Wednesday, August 25, 2010


There has been an idea brewing for a long time in my head. Really, if I trace it back all the way, there probably is a little seed of it in Sirens. Anyway, the story needed a setting and eventually I settled on somewhere in Cornwall. It was either there or somewhere way up high in Scotland, and even though writing involves delving into the imagination I didn't feel comfortable massacring a Scottish accent or the scenery. Besides, I've been to Cornwall a fair few times, whereas I have never been to the coast of Scotland.

Meanwhile, there was another process of decision making going on: where should we go on summer holiday. Every summer Paris empties during the summer months. The roads are chock-a-block with overstuffed cars full of bored kids and distressed pets, as each family heads off to the same place they have been going to for years. I am not French and have created my own tradition of enjoying the peace and quiet of Paris in August, but this year it was not to be. Yet there was still a part of me that was baulking at the idea of being part of that French tradition. At one point I may even have stated extremely vehemently that we were not going to blooming Arcachon again. We even had a crazy idea of going to San Francisco. We did lots of research and even told people we may go there. And then the volcano blew.

No, no, it didn't stop us from travelling at all, but somewhere in all the extra info about the Eyjafjallajökull volcano I read that the last time it blew there was a spot of global warming over northern Europe and there was an unusually hot summer. Clutching at this straw, I suggested going to the UK for our hols. 

It was fitting that the day we drove onto the moors it was raining. It's not that it was often raining when I went to Dartmoor. In fact my memories are mainly sunny with one extremely foggy, snowy day. No, it was right because it fit the image I had in my head. An image that I had completely failed to express to the Frog. It was high up, flat, the flora was different, the trees were different, there are tors (which I had to explain) and ponies. It was beautiful and savage. But I knew there was something that I was completely missing in my pitiful descriptions. The colours, the smells of course, but there was something else. 

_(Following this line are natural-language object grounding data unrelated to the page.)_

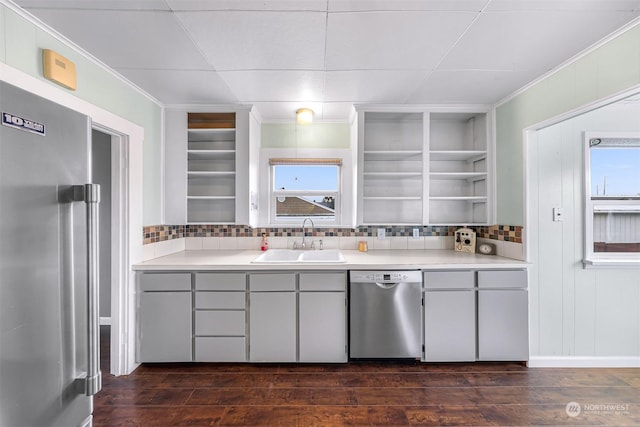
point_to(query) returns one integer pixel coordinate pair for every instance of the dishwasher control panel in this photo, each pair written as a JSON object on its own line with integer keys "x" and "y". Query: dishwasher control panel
{"x": 386, "y": 276}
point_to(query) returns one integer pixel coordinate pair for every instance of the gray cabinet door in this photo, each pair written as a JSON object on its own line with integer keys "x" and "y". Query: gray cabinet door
{"x": 503, "y": 331}
{"x": 450, "y": 326}
{"x": 322, "y": 327}
{"x": 272, "y": 326}
{"x": 165, "y": 327}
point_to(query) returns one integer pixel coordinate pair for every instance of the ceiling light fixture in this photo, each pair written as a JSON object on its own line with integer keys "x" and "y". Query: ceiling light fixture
{"x": 304, "y": 116}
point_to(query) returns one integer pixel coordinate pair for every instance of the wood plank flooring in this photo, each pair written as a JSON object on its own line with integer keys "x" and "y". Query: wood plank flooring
{"x": 370, "y": 393}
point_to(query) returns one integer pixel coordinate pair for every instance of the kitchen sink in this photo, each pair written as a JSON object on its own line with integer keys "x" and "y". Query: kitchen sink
{"x": 274, "y": 256}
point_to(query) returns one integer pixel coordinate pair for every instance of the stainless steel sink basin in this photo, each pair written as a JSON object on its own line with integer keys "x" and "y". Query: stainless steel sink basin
{"x": 275, "y": 256}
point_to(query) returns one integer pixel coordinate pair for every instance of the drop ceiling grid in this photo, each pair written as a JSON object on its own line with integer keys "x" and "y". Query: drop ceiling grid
{"x": 330, "y": 54}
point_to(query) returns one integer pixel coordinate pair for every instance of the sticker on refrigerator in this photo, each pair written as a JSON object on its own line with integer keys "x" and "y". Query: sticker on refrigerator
{"x": 21, "y": 123}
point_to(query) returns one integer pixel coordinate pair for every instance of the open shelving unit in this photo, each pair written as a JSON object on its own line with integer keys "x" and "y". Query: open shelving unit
{"x": 211, "y": 168}
{"x": 392, "y": 159}
{"x": 458, "y": 169}
{"x": 418, "y": 166}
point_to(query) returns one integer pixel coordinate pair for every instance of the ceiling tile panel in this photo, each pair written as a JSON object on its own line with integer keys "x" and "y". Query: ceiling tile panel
{"x": 371, "y": 5}
{"x": 472, "y": 86}
{"x": 581, "y": 5}
{"x": 128, "y": 39}
{"x": 279, "y": 85}
{"x": 371, "y": 85}
{"x": 202, "y": 5}
{"x": 535, "y": 40}
{"x": 97, "y": 4}
{"x": 182, "y": 86}
{"x": 259, "y": 40}
{"x": 392, "y": 40}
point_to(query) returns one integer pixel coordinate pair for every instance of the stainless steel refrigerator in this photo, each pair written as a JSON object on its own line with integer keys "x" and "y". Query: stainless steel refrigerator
{"x": 49, "y": 332}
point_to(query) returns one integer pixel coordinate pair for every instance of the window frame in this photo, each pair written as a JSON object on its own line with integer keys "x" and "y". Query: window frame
{"x": 591, "y": 206}
{"x": 274, "y": 193}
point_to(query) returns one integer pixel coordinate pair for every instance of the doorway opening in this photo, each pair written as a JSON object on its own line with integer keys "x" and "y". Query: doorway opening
{"x": 108, "y": 168}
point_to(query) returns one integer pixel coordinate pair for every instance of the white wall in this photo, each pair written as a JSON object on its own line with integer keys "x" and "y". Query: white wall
{"x": 590, "y": 316}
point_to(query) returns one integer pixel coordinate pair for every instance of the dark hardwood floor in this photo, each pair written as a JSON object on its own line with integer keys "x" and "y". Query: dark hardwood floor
{"x": 366, "y": 394}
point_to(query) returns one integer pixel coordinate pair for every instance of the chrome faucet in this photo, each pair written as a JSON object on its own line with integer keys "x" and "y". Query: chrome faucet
{"x": 313, "y": 227}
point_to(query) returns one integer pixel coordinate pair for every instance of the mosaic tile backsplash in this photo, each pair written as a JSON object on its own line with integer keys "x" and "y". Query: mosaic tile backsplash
{"x": 159, "y": 233}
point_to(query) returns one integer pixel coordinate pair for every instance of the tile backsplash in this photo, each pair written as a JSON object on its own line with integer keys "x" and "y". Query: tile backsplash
{"x": 160, "y": 233}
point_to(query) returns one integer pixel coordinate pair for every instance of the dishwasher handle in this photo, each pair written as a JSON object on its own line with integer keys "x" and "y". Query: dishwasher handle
{"x": 388, "y": 285}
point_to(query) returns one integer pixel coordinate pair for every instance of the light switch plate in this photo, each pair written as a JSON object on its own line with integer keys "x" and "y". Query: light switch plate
{"x": 558, "y": 214}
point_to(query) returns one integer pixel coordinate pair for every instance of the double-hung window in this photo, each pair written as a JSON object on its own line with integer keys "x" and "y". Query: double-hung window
{"x": 612, "y": 217}
{"x": 305, "y": 188}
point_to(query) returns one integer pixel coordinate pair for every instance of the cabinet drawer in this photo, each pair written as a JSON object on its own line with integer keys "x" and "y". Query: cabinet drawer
{"x": 224, "y": 323}
{"x": 221, "y": 281}
{"x": 165, "y": 282}
{"x": 272, "y": 282}
{"x": 323, "y": 282}
{"x": 221, "y": 300}
{"x": 449, "y": 279}
{"x": 502, "y": 279}
{"x": 220, "y": 349}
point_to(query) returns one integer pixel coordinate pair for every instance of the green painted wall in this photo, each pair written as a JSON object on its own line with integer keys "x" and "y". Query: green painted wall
{"x": 315, "y": 135}
{"x": 610, "y": 69}
{"x": 20, "y": 47}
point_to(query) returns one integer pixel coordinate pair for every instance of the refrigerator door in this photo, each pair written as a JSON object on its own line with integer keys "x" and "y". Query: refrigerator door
{"x": 43, "y": 262}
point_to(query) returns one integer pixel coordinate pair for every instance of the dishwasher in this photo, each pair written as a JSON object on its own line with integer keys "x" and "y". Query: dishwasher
{"x": 385, "y": 314}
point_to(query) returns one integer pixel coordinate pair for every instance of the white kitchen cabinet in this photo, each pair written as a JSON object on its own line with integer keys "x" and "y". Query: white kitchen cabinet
{"x": 503, "y": 329}
{"x": 164, "y": 317}
{"x": 207, "y": 166}
{"x": 322, "y": 309}
{"x": 272, "y": 325}
{"x": 273, "y": 331}
{"x": 449, "y": 316}
{"x": 422, "y": 166}
{"x": 220, "y": 317}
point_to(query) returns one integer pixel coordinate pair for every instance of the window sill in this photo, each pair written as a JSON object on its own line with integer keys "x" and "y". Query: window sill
{"x": 611, "y": 263}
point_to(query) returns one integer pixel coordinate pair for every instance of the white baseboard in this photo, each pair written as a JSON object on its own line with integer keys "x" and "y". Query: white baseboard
{"x": 583, "y": 362}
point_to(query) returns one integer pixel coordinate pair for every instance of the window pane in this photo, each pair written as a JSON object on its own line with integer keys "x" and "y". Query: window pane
{"x": 296, "y": 207}
{"x": 306, "y": 177}
{"x": 616, "y": 231}
{"x": 615, "y": 170}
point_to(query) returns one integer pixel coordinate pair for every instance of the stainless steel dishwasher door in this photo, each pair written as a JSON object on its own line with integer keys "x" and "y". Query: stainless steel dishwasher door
{"x": 385, "y": 314}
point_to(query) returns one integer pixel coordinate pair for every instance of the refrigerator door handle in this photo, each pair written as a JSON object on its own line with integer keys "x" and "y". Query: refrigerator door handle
{"x": 90, "y": 194}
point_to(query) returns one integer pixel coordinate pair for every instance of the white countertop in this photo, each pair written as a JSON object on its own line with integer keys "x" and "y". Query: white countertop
{"x": 219, "y": 260}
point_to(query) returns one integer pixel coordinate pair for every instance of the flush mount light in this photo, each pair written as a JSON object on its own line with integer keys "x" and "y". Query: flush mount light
{"x": 304, "y": 116}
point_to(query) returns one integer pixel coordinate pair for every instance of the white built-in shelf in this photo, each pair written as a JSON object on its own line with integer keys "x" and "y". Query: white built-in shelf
{"x": 211, "y": 197}
{"x": 211, "y": 168}
{"x": 210, "y": 173}
{"x": 392, "y": 174}
{"x": 392, "y": 155}
{"x": 458, "y": 155}
{"x": 392, "y": 197}
{"x": 469, "y": 176}
{"x": 470, "y": 199}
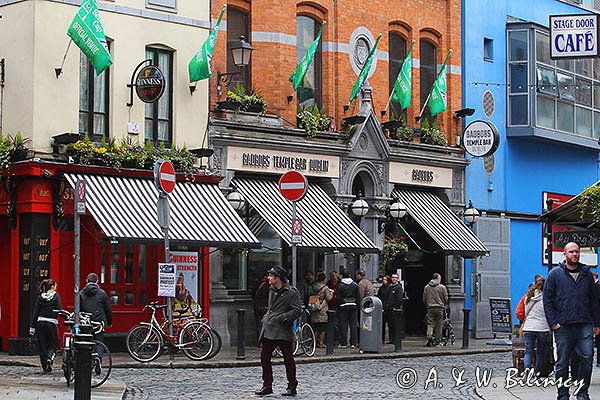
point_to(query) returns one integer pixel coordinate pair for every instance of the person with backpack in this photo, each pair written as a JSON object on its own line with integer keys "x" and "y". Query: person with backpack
{"x": 45, "y": 323}
{"x": 347, "y": 304}
{"x": 318, "y": 300}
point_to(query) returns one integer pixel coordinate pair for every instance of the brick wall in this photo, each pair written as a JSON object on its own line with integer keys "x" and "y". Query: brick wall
{"x": 273, "y": 61}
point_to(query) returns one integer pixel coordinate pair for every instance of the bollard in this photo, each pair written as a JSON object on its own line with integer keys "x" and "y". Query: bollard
{"x": 397, "y": 330}
{"x": 466, "y": 312}
{"x": 84, "y": 347}
{"x": 241, "y": 334}
{"x": 330, "y": 336}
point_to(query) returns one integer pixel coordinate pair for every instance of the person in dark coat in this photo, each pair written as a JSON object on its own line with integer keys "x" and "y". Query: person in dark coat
{"x": 45, "y": 323}
{"x": 285, "y": 306}
{"x": 572, "y": 310}
{"x": 94, "y": 300}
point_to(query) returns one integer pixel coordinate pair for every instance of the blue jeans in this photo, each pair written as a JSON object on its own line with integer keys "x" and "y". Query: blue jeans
{"x": 578, "y": 338}
{"x": 537, "y": 341}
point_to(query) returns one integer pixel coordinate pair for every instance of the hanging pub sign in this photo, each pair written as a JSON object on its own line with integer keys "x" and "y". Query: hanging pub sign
{"x": 573, "y": 36}
{"x": 480, "y": 138}
{"x": 150, "y": 84}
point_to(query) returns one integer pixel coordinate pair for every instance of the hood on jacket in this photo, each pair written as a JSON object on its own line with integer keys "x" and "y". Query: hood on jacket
{"x": 91, "y": 289}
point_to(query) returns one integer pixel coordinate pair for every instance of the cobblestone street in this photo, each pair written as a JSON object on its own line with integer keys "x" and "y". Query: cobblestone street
{"x": 373, "y": 379}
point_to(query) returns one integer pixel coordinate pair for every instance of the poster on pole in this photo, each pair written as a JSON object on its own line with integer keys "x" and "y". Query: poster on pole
{"x": 186, "y": 270}
{"x": 166, "y": 279}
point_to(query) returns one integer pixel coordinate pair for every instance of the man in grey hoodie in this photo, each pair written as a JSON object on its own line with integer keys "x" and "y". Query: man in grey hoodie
{"x": 435, "y": 297}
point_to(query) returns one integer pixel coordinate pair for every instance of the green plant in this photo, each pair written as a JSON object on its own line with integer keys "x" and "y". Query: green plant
{"x": 393, "y": 248}
{"x": 312, "y": 120}
{"x": 589, "y": 203}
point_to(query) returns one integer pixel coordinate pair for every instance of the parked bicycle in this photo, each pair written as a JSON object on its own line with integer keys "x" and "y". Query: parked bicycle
{"x": 304, "y": 336}
{"x": 191, "y": 334}
{"x": 101, "y": 356}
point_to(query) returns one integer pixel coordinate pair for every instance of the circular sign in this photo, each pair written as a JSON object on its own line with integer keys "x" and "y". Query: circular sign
{"x": 150, "y": 84}
{"x": 293, "y": 185}
{"x": 166, "y": 177}
{"x": 480, "y": 138}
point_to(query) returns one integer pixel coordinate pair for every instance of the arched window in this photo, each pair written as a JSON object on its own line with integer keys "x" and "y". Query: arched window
{"x": 309, "y": 91}
{"x": 397, "y": 54}
{"x": 238, "y": 24}
{"x": 428, "y": 71}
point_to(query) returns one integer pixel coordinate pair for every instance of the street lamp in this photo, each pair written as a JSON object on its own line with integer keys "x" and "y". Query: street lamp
{"x": 241, "y": 52}
{"x": 471, "y": 214}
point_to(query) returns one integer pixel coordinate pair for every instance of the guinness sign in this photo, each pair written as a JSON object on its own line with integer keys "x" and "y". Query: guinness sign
{"x": 150, "y": 84}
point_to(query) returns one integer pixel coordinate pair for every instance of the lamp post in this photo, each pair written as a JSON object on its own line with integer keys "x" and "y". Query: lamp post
{"x": 241, "y": 52}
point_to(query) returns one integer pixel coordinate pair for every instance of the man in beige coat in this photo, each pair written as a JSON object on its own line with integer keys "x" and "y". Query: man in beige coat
{"x": 435, "y": 297}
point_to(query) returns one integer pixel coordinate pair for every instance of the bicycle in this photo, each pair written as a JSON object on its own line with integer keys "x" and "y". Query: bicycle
{"x": 304, "y": 336}
{"x": 101, "y": 365}
{"x": 146, "y": 341}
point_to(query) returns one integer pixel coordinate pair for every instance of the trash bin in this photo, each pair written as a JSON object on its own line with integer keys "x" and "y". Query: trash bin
{"x": 371, "y": 317}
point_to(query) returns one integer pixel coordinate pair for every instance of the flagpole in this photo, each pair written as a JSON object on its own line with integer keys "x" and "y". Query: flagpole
{"x": 58, "y": 71}
{"x": 418, "y": 117}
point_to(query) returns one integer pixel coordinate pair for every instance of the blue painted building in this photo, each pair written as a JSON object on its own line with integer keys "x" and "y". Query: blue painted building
{"x": 548, "y": 116}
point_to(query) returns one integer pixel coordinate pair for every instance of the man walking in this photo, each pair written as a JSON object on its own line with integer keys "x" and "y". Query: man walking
{"x": 572, "y": 310}
{"x": 285, "y": 306}
{"x": 435, "y": 297}
{"x": 95, "y": 301}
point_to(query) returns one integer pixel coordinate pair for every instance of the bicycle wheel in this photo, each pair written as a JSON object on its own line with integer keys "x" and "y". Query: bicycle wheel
{"x": 196, "y": 340}
{"x": 67, "y": 366}
{"x": 101, "y": 366}
{"x": 144, "y": 343}
{"x": 308, "y": 340}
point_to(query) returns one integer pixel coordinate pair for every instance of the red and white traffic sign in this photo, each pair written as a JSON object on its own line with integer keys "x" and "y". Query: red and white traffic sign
{"x": 166, "y": 177}
{"x": 293, "y": 185}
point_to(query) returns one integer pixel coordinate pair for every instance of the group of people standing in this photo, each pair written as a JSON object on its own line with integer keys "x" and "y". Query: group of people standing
{"x": 565, "y": 305}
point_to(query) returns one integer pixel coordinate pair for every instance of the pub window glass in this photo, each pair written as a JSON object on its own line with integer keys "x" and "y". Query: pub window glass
{"x": 397, "y": 54}
{"x": 237, "y": 25}
{"x": 309, "y": 91}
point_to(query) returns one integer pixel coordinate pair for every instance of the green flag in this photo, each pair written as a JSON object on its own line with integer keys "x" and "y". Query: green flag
{"x": 364, "y": 72}
{"x": 437, "y": 100}
{"x": 298, "y": 75}
{"x": 199, "y": 65}
{"x": 87, "y": 33}
{"x": 403, "y": 84}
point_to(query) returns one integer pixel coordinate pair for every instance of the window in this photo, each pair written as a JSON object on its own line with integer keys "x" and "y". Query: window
{"x": 428, "y": 71}
{"x": 309, "y": 91}
{"x": 237, "y": 25}
{"x": 488, "y": 49}
{"x": 93, "y": 100}
{"x": 158, "y": 119}
{"x": 397, "y": 54}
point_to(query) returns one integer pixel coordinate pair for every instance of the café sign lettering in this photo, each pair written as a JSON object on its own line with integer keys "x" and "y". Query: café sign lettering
{"x": 262, "y": 160}
{"x": 574, "y": 36}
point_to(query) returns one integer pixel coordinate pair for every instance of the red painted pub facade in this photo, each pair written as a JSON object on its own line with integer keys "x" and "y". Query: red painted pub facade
{"x": 37, "y": 242}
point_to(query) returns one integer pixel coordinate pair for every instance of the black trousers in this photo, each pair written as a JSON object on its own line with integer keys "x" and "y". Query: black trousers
{"x": 266, "y": 352}
{"x": 47, "y": 341}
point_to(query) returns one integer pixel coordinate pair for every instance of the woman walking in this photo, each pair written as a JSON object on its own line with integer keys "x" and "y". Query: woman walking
{"x": 45, "y": 323}
{"x": 535, "y": 327}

'Stop here,' I announced because there was a place to park and a herd of sheep and goats grazing. We got out the car, woke up the sausage and wrapped her up in her rain coat and began walking towards the Tor. On the way I took some pictures, laughed, waved my arms around at the moor, avoided the sheep, goat and cow poo, and slowly I realised what it was that I had missed. 

'That's what is so different! It's the ground!'

'The moss?' 

'No, yes! When you walk.' 

It's like walking in a pair of brand new Doc Martens. You know, that day when you walk around carefully avoiding all drawing pins (difficult in my profession) and you try to bound higher each step. And yet it is infinitely different, because no matter how wild or cold or covered in sheep droppings, the ground in Dartmoor invites you to lie down and roll around. It's like the most perfect mattress you could ever have. 

We didn't do it though, our toes got a little cold, and our ears began to tingle as the wind whistled by and we sought the refuge of the car. We climbed higher and higher and eventually the sun broke through revealing a beautiful view down to the Burrator reservoir and on our left we spotted a sign for Badger's Holt. 

'Cream Tea!'


Nicky S (Absolute Vanilla) said...

where were you when I was trying to use Dartmoor as one of my settings?!

verilion said...

Didn't I reply? I did, I remember writing stuff, but see, I forgot about the bouncy ground.